Bestandsschutz für Hebeanlagen-Kunden

„Lasst den Leuten ihren Bestandsschutz, wenn er so verbrieft ist“, sagte Speer. Die 85 betroffenen Kunden mit Hebeanlangen-Anschlüssen seien heute benachteiligt, weil sie Wartungskosten tragen müssen, die andere nicht tragen müssen. „Es ist offen geblieben, wie der MAWV damit umgeht“, so Speer. Künftig sollten jedoch Neuverträge nach der neuen Satzung weiter geschlossen werden dürfen. Man werde das Thema noch einmal intensiv diskutieren. „Die Satzung musste in der Vergangenheit geändert werden. Denn diese war zuvor nicht mit dem kommunalen Abgabegesetz vereinbar“, sagte der Bürgermeister. „Damals lagen zwei Varianten auf dem Tisch, um das Problem zu lösen: Die Satzungsänderung in der heutigen Form oder eine komplette Änderung der Gebührenordnung. Letzteres hätte große Folgen gehabt“, sagte Speer.
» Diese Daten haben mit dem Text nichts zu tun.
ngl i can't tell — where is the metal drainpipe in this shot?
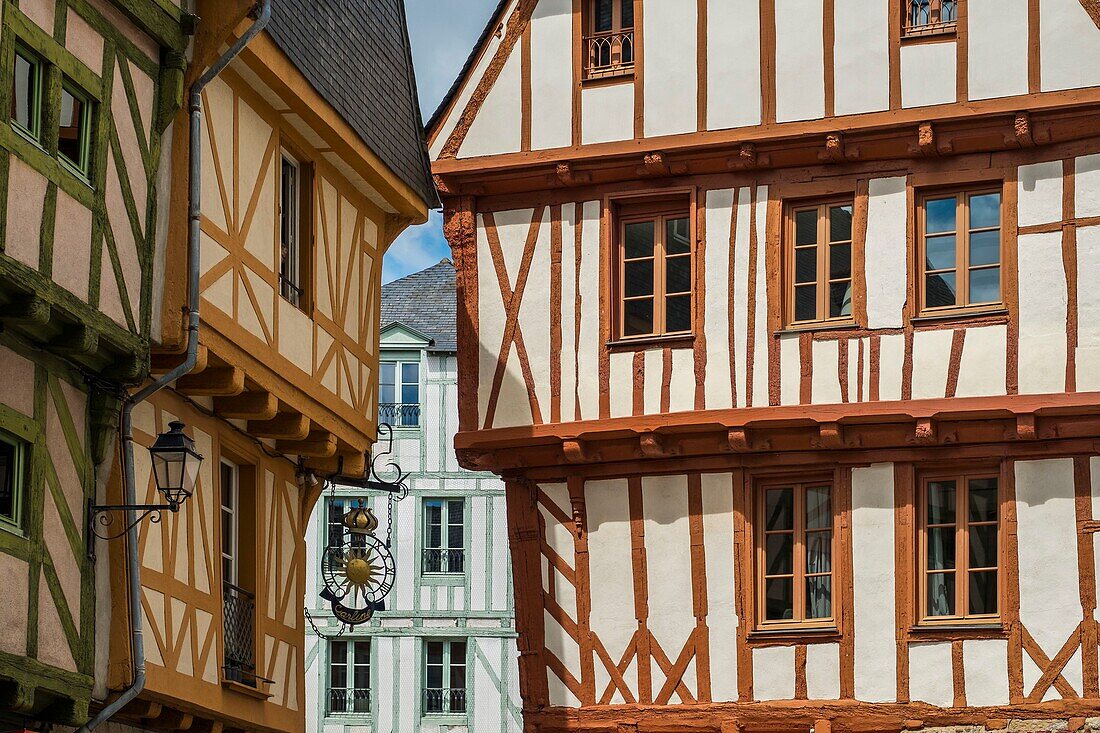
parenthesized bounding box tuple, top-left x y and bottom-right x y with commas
(78, 2, 271, 730)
Mehrheit trotz Gemeindebeschlüsse fraglich

Alexander Dietz, betroffener Anwohner, befürchtet, dass die nötige Mehrheit für eine MAWV-Satzungsänderung nicht zustande kommt. Er hatte das Thema in die Gemeindevertretungen getragen. „Mir scheint, dass die Bürgermeister nicht für eine Veränderung der Situation sind, obwohl die Gemeindevertretungen für eine Satzungsänderung votiert haben. Ich hoffe, dass die Bürgermeister ihrem Auftrag nachkommen und sich eine Mehrheit findet“, sagte Dietz der MAZ.